From the scans, regions of interest (each spot of plasma, CSF or brain homogenate sample) were selected and average counts per second for each residue were measured and calibrated to standard curve constructed from standards on the same slide. Information on the standards and quantitation used for brain sections and droplets can be found in (43) and (44) respectively. All droplets were analysed in technical triplicates.

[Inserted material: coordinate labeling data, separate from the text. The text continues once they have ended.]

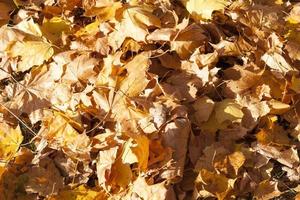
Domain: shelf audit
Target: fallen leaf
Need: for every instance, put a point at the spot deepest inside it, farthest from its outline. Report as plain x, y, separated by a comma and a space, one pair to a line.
32, 53
202, 9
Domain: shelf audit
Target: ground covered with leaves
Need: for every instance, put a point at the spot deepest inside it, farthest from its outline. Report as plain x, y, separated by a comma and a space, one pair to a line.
149, 99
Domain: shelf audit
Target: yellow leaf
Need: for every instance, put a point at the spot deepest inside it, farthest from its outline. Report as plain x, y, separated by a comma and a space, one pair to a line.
202, 9
105, 12
10, 140
80, 193
277, 62
136, 80
55, 25
228, 110
121, 174
236, 160
145, 191
267, 189
137, 151
91, 28
204, 107
295, 84
60, 134
216, 184
32, 53
278, 107
105, 161
6, 7
28, 26
294, 17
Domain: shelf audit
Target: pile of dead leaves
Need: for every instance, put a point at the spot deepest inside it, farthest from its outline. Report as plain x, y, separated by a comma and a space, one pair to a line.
149, 99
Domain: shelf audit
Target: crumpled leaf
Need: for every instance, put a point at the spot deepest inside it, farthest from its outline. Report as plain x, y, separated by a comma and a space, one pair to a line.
32, 53
267, 190
44, 179
10, 140
137, 151
105, 161
143, 190
60, 134
202, 9
228, 110
80, 193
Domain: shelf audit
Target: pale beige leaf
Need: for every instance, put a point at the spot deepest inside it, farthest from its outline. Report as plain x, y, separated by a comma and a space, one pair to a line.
32, 53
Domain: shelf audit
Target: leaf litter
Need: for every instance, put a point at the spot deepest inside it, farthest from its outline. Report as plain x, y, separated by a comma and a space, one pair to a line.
154, 99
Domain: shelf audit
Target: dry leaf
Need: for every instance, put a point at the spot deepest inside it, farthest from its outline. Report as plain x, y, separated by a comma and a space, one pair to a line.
202, 9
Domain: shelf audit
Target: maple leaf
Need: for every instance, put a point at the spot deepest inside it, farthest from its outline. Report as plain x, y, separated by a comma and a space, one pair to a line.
10, 140
80, 192
202, 9
44, 179
61, 135
143, 190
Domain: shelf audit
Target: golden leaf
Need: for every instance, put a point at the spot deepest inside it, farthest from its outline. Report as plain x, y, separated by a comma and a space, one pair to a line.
80, 193
228, 110
10, 140
32, 53
202, 9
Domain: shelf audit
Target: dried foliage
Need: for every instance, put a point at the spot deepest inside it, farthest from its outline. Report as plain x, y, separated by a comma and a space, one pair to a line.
149, 99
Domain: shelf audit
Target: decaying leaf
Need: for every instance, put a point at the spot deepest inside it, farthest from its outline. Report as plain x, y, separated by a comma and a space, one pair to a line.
153, 99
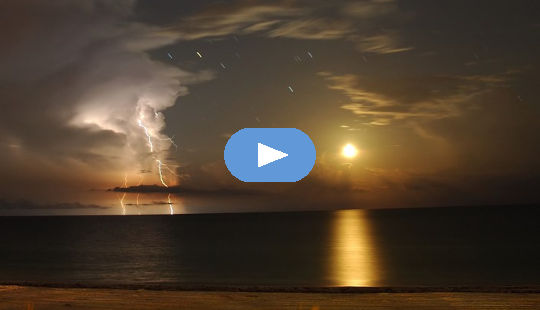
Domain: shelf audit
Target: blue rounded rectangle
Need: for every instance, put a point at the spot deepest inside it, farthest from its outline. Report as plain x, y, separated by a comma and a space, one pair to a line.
269, 154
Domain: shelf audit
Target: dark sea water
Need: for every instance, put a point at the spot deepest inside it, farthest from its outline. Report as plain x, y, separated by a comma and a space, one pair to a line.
491, 246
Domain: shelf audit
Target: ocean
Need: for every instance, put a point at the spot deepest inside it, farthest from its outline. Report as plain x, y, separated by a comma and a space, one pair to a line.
465, 246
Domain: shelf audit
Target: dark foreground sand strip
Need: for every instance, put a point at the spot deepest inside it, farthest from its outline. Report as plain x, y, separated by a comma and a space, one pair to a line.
48, 298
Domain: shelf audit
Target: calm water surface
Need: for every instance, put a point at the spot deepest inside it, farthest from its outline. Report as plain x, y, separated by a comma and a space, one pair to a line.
407, 247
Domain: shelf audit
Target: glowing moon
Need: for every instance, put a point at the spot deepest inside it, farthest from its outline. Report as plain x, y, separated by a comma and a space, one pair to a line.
349, 151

Note that there was reasonable concordance in the results from the two methods used for measuring lithium in the samples (Figure 4). However, there was a general tendency for LA-ICP-MS to give higher values, a difference which was more obvious for some of the postnatal brain results (Figure 6). It is likely that the explanation for these differences lies in the different extraction methods used.
Experimental design
Randomisation
In acute experiments, littermates were randomly assigned to the untreated control and experimental groups. In long-term experiments, because all pups within the one litter were exposed to lithium via the mother, age-matched separate litters from untreated dams were used as controls.
Blinding of the study
Analysis of plasma, CSF and brain sections by LA-ICP-MS: samples were identified only by code which was decoded at the end of the experiment. Samples for ICP-MS were also number-coded before being processed and only decoded at the end of the process.
Statistical analysis
Statistical differences between levels of lithium in plasma, CSF and brain as well as CSF/plasma and brain/plasma ratios in acute and long-term treatment group at each age were determined using one-way ANOVA with Tukey’s posthoc test for multiple comparisons (Graphpad Prism 9).